Speaking of the Google Play version of the new HTC One, it's a really tough recommendation given that it's twice the price of the Nexus 5. Google has put enough of its core apps on the Google Play store to let you download and run them on OEM phones, and HTC's new Sense UI (version 6) has a good mix of useful features and proprietary apps. The Blinkfeed screen is probably the most blatant app that you're forced to use, and I still think it's not as useful as Google Now for displaying new and relevant information at a glance. It's fine if you're a feed junkie that wants your latest Facebook, Twitter, Instagram, and RSS updates in one stream, but I don't browse the web that way. Other Sense elements like the customizable app drawer and quick settings menu are things I wish Google would integrate into stock Android.

Using the Dot View Case

Cases are for the careless! My stance on cases is well-known: I don't like the extra bulk they add to phones. But given that the HTC One is already a pretty bulky phone, I gave the Dot View case accessory a try, and was charmed by its lite-brite screen effects. The case works with the HTC One's capacitive gestures cues, so it knows to display information when you tap the screen twice, even through the front flat of the case. You can swipe up and down to answer calls too, which was useful for using the phone while driving.

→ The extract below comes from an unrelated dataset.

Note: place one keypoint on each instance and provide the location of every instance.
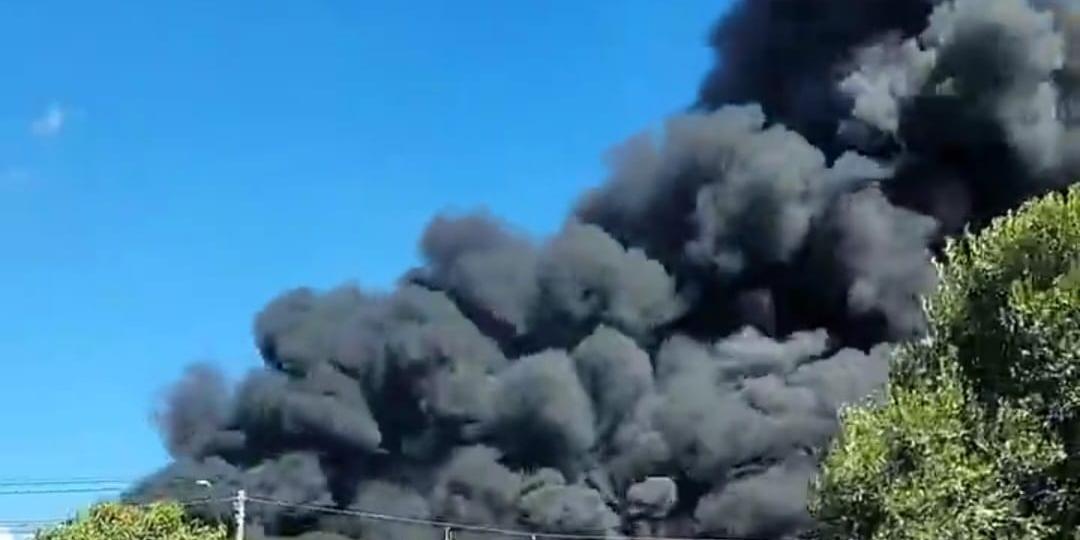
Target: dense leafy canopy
(118, 522)
(979, 435)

One thing I didn't like about the case was its hinge, which resisted being flipped back. You can't flip the front flap behind the phone and keep it flush on a table, and holding the cover open while taking a photo was awkward, since the cover doesn't have a hole for the camera to see through.

Battery Life

The HTC One has far better battery life than the Nexus 5. That's due to both a larger capacity battery, and smarter energy usage with customizable power-saver modes. This is a phone that you can use normally for almost two full days without recharging, and lasted me one full busy work trip without having to plug into an external battery pack. That's with incessant Twitter checks during taxi rides.

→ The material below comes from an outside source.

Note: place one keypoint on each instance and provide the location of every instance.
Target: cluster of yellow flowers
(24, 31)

In the end, it really came down to which I valued more: the HTC One's better camera app and long battery life, or the Nexus 5's slimmer chassis and lighter design. I wound up back with the Nexus 5 because size and weight are a big deal to me. I carry my phone in jeans pockets, not jacket pockets or backpacks (which hold USB chargers anyway). The HTC One is bulky and doesn't hide it well--I think it's actually a step back from last year's tapered design. An all-plastic version would be more compelling to me. And even if the Nexus 5 feels like a cheaper phone HTC's new flagship, that's because it is literally cheaper. The HTC One simply isn't $350 more phone than the Nexus 5. I would recommend it on-contract, but not for the full $700 HTC is asking through Google Play.